Per inciso, un mezzo per sapere il grado di stress di un soggetto – questo non utile in questi casi – è misurare o semplicemente valutare acusticamente quanto acuta è la sua voce o il suo pianto. Infatti le corde vocali si tendono involontariamente in caso di stress per l’attivazione del nervo vago, e per questo chi ha paura o terrore grida in maniera acuta. Su questa base costruii tempo fa un sistema di valutazione del dolore del pianto del neonato.
Insomma, il dolore e lo stress si possono misurare. Quindi possiamo sapere se il livello di stress e dolore è basso, medio, alto o altissimo. In caso di dolore altissimo, in un soggetto che non si può esprimere e che non ha mai detto di consentire a sentire quel dolore, abbiamo l’obbligo di mitigare quel dolore. Non importa se i genitori (o la moglie) hanno detto che lui o lei lo possono accettare: nessuno può accettare qualcosa per un altro che non si esprime e non si è mai espresso, perché troppo piccolo di età.

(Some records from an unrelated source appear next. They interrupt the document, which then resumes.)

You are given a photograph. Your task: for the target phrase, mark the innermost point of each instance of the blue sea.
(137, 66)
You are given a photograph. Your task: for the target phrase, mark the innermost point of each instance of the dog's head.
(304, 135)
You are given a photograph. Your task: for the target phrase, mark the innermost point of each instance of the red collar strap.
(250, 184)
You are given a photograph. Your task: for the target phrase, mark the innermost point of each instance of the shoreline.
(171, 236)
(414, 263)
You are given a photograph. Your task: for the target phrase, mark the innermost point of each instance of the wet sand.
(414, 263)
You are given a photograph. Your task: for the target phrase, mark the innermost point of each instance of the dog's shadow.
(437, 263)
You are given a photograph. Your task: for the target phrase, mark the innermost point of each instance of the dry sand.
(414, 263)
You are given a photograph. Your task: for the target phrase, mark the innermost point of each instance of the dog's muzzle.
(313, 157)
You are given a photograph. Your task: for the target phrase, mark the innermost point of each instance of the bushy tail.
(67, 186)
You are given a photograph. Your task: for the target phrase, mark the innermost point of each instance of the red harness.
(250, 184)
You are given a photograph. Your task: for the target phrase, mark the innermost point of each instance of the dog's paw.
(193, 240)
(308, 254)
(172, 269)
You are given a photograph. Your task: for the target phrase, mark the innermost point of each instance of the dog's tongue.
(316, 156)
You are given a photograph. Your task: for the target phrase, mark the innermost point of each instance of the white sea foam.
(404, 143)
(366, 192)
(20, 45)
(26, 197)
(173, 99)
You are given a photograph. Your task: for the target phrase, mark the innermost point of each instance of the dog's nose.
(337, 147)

Questo si chiama pain principle o “criterio del dolore”, il principio della diminuzione dell’intensità delle cure sulla base del dolore misurato. In questa definizione stanno tre punti:
– diminuzione dell’intensità delle cure: significa che non si tende a far morire il soggetto, ma si toglie lo stimolo doloroso, o come dicevamo prima, si evita di prolungare uno stato doloroso con cure che non riescono a togliere il dolore;
– sulla base del dolore/stress: non si sospendono le cure sulla base di interessi di altre persone che non siano il paziente e l’interesse primo è quello di non sentire il dolore: non si sospendono per disabilità, non si sospendono per presunta perdita di dignità nei fatti inesistente;
– del dolore/stress misurato: il dolore/stress non può essere valutato in astratto, ma con i mezzi che abbiamo riportato prima; altrimenti si finisce per vedere il dolore o non vederlo dove piace a noi, al nostro stato d’animo, ai nostri pregiudizi, ai nostri interessi, alle nostre paure.
Va sottolineato che in certi casi di alcune terapie o di situazioni dolorose di medio-basso livello e transitorie, un certo grado di dolore può essere accettato nell’interesse del paziente, che da quelle terapie può trarre poi un giovamento. Ma se il paziente non ne traesse giovamento, il grado di dolore accettabile deve essere pari a zero, per esempio in un soggetto in coma persistente o in stato vegetativo permanente.
Per concludere, diamo alcuni messaggi da portare a casa:
1) l’accanimento terapeutico non è ogni terapia inutile o quelle genericamente “sproporzionate” (concetto troppo soggettivo), ma la terapia inutilmente dolorosa, o il prolungare farmacologicamente le giornate piene solo di sofferenza;
2) questa sofferenza non deve però essere ipotetica, ma documentata.
Usando il pain principle, a) si evita di togliere le cure che non provocano dolore; b) si evita di dare cure inutili o cure dolorose in chi non si esprime; c) si evita di decidere in maniera soggettiva ed estemporanea.